How concerned are you with Ohio State’s ability maybe to control the ball offensively and keep your offense on the sideline? Yeah, that’s a big concern. You know, part of time of possession is our defense getting them off the field. And I think just because we’re a quick strike offense doesn’t mean that our defense has to be on the field for an inordinate amount of time. That’s entirely up to us. We all control time of possession, so if we go down and score real fast, then our job on defense is get them off the field real fast. I think that’s what we’re both trying to do.
But that is a concern because if they’re holding the ball, that means they’re getting 1st downs and moving the ball. And our job first and foremost on defense is to stop them and play great defense and great scoring defense because that’s the key. The amount of yards that are picked up tomorrow mean nothing. At the end of the day it’s who’s on top of the scoreboard.

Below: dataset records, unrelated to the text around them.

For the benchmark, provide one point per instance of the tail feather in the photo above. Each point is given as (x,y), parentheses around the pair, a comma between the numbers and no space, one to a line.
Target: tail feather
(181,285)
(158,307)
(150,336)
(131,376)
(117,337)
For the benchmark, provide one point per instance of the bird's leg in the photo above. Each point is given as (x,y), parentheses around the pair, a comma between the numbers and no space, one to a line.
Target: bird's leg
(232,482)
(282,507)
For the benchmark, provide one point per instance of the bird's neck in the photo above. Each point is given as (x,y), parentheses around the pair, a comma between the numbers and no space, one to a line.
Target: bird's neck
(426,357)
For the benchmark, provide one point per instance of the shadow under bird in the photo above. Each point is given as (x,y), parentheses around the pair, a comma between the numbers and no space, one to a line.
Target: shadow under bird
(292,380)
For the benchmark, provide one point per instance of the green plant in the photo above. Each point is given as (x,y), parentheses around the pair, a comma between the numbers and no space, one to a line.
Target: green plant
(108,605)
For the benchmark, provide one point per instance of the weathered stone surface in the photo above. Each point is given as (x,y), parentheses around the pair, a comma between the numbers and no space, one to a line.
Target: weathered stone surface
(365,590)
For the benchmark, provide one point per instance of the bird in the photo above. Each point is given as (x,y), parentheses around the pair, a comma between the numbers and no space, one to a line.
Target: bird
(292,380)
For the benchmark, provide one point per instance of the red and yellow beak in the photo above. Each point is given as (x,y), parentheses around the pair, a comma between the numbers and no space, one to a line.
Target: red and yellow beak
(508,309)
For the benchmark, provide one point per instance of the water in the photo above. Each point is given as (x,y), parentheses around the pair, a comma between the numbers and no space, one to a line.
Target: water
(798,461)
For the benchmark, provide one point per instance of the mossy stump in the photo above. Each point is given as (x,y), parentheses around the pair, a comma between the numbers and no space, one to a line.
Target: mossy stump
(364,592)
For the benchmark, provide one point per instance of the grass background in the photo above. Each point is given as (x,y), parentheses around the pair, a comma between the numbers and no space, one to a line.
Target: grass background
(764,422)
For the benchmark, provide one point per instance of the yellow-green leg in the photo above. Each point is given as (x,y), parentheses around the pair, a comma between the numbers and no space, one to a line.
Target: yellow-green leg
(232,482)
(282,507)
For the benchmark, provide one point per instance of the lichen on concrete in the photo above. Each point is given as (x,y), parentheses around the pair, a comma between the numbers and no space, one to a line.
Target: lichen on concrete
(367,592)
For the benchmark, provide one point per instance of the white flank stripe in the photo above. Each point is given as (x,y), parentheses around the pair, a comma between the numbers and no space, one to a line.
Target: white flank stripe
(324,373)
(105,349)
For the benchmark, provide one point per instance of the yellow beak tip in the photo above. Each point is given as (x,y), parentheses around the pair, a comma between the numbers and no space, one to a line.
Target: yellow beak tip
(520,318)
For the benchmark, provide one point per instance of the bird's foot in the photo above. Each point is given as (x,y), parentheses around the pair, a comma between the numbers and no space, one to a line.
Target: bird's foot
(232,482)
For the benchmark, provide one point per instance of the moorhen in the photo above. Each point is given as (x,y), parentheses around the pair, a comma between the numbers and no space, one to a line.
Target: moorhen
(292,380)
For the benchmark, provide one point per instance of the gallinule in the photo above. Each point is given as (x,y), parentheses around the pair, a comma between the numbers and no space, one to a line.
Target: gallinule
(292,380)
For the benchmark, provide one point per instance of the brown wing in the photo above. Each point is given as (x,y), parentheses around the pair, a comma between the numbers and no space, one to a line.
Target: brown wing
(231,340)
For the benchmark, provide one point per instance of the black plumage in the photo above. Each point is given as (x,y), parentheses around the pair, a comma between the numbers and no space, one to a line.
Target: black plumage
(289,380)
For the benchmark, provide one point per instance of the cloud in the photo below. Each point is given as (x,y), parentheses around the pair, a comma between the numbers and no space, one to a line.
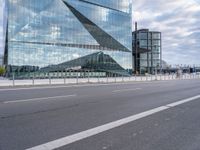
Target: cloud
(179,21)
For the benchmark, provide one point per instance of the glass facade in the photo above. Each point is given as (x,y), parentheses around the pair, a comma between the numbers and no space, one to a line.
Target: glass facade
(45,33)
(148,59)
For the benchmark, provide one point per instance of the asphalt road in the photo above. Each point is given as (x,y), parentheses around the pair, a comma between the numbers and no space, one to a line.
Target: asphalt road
(34,116)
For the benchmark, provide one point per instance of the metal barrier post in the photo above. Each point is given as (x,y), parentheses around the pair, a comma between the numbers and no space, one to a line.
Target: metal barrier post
(13,79)
(49,79)
(33,79)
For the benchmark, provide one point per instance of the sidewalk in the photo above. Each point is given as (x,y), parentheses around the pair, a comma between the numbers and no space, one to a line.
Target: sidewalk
(67,81)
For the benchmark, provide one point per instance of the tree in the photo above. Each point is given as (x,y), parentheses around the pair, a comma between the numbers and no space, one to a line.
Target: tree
(2,71)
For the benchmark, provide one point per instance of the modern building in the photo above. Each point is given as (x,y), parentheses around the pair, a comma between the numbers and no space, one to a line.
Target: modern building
(62,35)
(147,51)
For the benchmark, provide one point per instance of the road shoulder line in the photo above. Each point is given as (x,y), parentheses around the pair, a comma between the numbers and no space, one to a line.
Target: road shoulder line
(97,130)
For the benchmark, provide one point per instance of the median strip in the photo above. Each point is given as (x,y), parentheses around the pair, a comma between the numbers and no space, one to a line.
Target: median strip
(126,90)
(39,99)
(97,130)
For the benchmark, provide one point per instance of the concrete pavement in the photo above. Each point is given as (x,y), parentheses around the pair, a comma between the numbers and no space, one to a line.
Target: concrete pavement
(33,116)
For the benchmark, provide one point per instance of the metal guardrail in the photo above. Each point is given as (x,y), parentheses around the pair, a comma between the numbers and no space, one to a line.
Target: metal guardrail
(77,80)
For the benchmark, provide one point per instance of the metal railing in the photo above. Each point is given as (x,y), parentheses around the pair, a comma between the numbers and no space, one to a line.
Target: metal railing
(64,80)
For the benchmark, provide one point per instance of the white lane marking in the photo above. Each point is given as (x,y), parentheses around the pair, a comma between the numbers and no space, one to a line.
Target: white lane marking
(94,131)
(126,90)
(38,99)
(83,85)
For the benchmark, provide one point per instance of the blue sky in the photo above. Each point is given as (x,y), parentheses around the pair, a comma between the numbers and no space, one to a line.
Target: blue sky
(178,20)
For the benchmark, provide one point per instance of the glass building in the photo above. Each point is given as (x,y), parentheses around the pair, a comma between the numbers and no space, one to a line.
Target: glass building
(147,51)
(62,35)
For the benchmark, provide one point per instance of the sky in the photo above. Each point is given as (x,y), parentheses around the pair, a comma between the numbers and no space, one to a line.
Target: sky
(178,20)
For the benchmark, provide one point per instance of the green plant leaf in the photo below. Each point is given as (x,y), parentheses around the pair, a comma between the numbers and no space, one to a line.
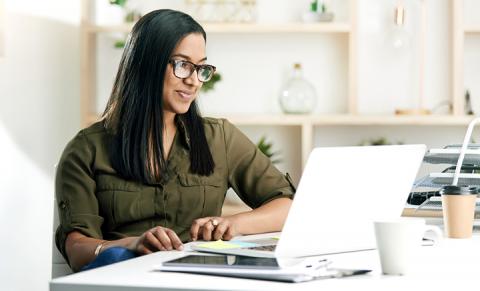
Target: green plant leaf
(208,86)
(266,148)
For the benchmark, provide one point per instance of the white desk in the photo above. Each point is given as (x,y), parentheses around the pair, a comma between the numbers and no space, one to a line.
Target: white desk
(450,265)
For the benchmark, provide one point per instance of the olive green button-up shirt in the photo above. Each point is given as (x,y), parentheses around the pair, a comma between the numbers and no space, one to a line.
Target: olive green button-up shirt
(94,200)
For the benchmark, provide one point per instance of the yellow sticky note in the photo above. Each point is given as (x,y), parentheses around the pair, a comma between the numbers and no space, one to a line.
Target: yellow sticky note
(219,245)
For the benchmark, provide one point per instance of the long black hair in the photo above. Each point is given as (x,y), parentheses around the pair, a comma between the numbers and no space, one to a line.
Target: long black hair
(134,112)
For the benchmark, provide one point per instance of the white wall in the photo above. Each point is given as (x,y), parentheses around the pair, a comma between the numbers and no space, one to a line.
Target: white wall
(39,112)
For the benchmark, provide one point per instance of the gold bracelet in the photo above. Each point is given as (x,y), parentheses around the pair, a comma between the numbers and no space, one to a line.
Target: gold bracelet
(99,248)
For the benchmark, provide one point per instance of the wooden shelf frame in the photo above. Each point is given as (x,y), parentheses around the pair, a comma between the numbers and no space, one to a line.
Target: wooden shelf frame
(307,123)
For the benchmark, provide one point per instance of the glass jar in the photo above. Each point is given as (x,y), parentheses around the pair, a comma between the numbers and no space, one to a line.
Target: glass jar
(298,95)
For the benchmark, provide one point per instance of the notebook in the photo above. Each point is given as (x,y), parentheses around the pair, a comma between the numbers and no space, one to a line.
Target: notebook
(341,192)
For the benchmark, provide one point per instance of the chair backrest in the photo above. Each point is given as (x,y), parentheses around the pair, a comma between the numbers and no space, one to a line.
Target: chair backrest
(59,266)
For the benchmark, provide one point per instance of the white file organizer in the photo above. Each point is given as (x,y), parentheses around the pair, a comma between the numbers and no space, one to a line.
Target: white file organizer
(435,203)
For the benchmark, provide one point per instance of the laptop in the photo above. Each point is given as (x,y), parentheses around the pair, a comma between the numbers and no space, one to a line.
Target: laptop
(341,192)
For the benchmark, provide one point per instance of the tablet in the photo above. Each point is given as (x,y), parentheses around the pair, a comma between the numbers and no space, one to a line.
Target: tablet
(224,261)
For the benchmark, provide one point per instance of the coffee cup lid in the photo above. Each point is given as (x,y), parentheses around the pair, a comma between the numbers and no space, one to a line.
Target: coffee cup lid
(459,190)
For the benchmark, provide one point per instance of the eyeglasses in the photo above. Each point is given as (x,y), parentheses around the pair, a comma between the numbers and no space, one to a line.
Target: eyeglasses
(184,69)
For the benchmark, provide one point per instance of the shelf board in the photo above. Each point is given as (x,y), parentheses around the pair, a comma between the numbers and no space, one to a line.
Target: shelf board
(472,29)
(274,119)
(344,119)
(330,27)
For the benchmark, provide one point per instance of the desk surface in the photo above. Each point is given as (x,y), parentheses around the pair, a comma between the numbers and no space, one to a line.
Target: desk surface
(452,263)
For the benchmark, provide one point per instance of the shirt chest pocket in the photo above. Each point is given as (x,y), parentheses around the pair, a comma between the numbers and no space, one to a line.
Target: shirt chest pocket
(121,201)
(199,197)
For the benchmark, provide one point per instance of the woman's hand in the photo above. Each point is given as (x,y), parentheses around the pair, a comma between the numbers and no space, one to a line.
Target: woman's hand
(156,239)
(213,228)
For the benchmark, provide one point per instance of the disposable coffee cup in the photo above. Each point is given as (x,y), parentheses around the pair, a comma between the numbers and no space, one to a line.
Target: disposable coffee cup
(458,204)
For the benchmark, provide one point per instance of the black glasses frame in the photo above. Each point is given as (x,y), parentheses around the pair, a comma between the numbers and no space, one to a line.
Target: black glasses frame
(177,63)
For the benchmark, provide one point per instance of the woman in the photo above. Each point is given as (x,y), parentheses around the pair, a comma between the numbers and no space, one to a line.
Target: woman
(152,174)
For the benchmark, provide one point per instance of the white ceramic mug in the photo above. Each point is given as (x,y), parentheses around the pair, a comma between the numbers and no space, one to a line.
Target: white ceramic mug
(399,241)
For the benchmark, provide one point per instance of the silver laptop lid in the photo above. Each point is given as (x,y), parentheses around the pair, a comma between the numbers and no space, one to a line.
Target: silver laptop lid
(342,190)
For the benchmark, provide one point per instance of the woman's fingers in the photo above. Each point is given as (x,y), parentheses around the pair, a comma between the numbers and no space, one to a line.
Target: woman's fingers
(208,228)
(196,228)
(176,242)
(212,228)
(161,239)
(220,230)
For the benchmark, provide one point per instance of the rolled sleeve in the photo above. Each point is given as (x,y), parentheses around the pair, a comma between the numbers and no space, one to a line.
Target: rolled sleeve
(75,192)
(250,173)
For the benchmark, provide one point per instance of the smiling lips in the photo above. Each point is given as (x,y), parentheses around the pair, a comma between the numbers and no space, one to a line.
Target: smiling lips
(185,95)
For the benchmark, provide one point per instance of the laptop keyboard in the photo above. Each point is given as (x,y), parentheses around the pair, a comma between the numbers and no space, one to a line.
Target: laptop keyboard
(269,248)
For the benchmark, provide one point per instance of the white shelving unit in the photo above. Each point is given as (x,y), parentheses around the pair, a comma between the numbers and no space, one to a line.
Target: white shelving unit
(306,123)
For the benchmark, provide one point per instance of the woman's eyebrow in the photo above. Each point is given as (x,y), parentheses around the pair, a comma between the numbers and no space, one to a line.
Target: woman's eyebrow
(187,57)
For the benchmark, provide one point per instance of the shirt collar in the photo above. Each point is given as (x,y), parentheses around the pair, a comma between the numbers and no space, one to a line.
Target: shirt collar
(182,128)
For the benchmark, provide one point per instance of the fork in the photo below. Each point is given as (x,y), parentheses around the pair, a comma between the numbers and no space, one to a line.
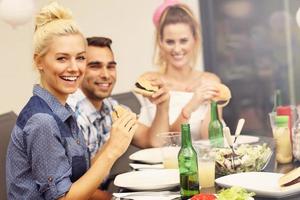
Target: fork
(226,132)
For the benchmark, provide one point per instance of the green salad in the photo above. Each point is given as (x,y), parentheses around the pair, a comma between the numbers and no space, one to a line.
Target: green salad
(247,158)
(234,193)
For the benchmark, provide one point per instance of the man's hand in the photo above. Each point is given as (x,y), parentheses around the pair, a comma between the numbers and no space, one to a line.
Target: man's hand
(122,132)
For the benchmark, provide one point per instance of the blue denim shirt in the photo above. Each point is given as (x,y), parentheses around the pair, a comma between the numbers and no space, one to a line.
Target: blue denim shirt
(47,152)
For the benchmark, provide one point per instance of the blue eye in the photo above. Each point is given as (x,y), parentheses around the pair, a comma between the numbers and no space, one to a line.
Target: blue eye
(81,58)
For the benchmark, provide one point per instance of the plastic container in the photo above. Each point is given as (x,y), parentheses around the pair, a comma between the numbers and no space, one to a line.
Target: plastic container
(281,135)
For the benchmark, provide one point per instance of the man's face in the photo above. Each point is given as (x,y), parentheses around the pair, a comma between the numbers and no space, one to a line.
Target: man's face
(100,75)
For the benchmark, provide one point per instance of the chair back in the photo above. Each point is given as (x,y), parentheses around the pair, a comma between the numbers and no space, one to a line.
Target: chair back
(7,122)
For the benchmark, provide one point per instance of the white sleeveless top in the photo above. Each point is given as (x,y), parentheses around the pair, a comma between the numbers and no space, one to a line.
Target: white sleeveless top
(178,100)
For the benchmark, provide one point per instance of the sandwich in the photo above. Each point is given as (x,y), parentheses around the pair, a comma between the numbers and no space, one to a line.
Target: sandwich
(144,87)
(118,111)
(290,180)
(224,95)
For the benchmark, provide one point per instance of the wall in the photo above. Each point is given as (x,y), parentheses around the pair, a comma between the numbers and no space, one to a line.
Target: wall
(127,22)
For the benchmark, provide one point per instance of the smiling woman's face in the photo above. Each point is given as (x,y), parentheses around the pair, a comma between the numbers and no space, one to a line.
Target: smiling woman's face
(63,66)
(177,44)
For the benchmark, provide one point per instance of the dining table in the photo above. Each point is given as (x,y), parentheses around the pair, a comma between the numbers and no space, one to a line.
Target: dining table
(272,166)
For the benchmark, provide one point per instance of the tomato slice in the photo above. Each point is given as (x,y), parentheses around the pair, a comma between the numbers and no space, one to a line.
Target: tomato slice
(204,197)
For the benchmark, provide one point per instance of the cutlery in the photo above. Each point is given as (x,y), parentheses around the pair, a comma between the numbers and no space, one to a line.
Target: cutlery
(226,132)
(238,129)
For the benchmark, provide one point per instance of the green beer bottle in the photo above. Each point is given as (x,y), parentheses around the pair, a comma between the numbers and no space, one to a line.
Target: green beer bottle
(188,165)
(215,128)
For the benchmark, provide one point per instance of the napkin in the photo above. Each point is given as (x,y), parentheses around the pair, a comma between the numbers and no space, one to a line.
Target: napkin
(138,166)
(164,195)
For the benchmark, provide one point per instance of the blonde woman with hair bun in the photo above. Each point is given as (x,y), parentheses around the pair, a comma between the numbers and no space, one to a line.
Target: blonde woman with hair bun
(177,45)
(47,157)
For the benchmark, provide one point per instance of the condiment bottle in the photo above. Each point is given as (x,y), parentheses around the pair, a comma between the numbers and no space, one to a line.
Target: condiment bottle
(188,166)
(215,128)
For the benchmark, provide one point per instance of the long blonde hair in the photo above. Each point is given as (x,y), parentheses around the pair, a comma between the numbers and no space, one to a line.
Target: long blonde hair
(178,13)
(52,20)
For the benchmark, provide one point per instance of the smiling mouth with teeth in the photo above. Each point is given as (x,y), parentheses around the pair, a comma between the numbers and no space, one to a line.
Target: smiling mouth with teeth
(69,78)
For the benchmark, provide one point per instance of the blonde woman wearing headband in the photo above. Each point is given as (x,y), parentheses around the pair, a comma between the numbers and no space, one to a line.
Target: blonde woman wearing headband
(47,155)
(177,46)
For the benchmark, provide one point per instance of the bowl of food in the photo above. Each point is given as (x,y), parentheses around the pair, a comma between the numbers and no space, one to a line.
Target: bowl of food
(244,158)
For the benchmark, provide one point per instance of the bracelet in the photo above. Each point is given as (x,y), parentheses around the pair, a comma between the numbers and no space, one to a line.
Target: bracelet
(185,115)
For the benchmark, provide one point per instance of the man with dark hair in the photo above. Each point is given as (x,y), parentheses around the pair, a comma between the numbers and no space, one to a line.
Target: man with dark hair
(93,105)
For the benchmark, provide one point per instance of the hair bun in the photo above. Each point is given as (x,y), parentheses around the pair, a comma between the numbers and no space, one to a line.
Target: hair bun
(160,9)
(50,13)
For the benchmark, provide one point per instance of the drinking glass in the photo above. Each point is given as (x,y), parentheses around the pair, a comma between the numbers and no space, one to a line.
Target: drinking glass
(206,164)
(171,142)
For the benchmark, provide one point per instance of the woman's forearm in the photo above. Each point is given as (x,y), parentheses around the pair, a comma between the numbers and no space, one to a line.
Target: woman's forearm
(85,187)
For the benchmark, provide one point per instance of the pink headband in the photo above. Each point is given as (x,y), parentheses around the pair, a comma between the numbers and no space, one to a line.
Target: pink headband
(158,12)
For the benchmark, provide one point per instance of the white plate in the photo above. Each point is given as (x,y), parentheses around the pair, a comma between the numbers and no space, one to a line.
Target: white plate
(148,179)
(242,139)
(138,166)
(151,156)
(262,183)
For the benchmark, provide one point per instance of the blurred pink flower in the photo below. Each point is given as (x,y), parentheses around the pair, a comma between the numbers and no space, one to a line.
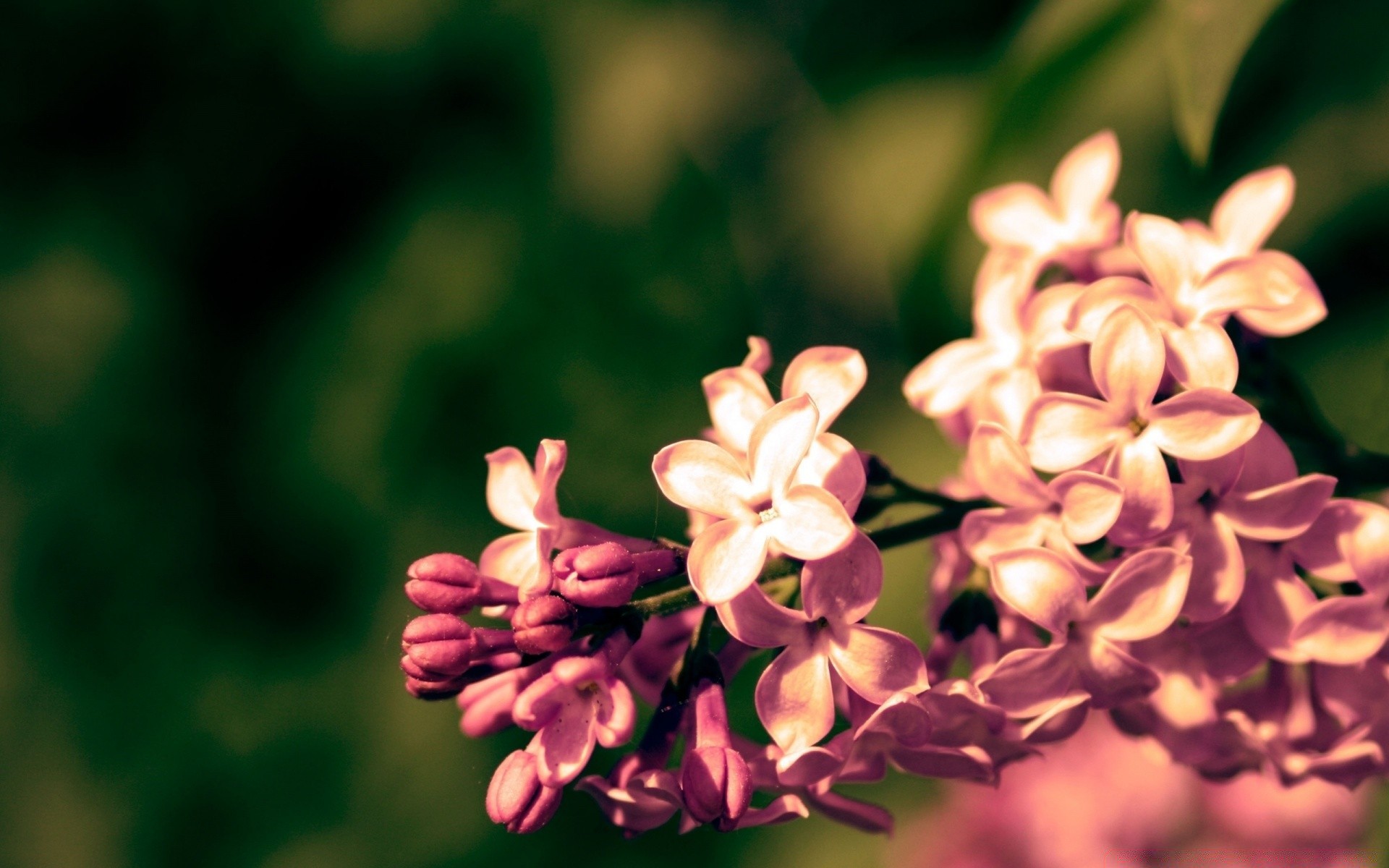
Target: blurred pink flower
(1252,493)
(524,499)
(759,506)
(738,398)
(1076,216)
(795,694)
(1074,509)
(1127,360)
(1088,653)
(577,705)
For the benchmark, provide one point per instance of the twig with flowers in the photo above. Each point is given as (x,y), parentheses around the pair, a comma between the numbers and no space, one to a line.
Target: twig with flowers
(1127,534)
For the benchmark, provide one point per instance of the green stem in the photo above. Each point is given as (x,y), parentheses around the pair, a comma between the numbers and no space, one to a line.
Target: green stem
(925,527)
(781,576)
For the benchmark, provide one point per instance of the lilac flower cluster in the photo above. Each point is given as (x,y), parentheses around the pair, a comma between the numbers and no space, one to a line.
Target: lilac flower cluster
(1126,534)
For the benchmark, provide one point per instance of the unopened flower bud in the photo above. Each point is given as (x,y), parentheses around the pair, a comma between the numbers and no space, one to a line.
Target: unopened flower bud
(516,796)
(715,785)
(714,777)
(438,646)
(543,625)
(428,689)
(451,584)
(600,575)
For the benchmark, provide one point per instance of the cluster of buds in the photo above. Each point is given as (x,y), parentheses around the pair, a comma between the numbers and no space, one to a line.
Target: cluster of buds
(1126,534)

And I think our defense has been great at that, really kind of bowing their back. They played great red zone defense. I really believe we won in the Civil War because we were trading 7s for 3s, and when we got into the red zone we held them to field goals and we were scoring touchdowns, and that’s the difference. That’s the one thing about our defense that I think is kind of underrated is just what a great scoring defense they have been all year long, especially when we needed them to be.
Have you and your coaches talked at all about the idea that Ohio State has won so many of their games with Pryor throwing for 125 yards or less and therefore that idea that if you guys can get up early that it’s going to take them maybe out of the game? Has that been a discussion for you guys? No. We know, I think, first and foremost you have to stop their running game because they have two outstanding running backs and got a quarterback that can really hurt you in the running game. And obviously you just look at the statistics, and they’re a run first operation. But that’s part of how we kind of set our defensive game plan.
I don’t care who you’re playing; the notion of us getting up early, it doesn’t matter if we’re playing Ohio State or the University of Maine. Getting up early is really good.
We didn’t see LeGarrette Blount in a couple of games that he could have played and then he came on and really had an impact in the second half of the Civil War. How much will we see him tomorrow? You know, it literally will depend on the game. He’ll start off as our third running back behind LaMichael and Kenjon Barner. We’ll just see how the game plays itself out. But we don’t have anything scripted for him to get in at a certain time. We don’t have a set number of carries for any of our backs. We’ll see how it comes. If LaMichael were to get banged up, you may see a little bit more of him. But we’ve ridden No. 21 for the whole season, and we’re going to continue to do that. You’ll see L.G. tomorrow.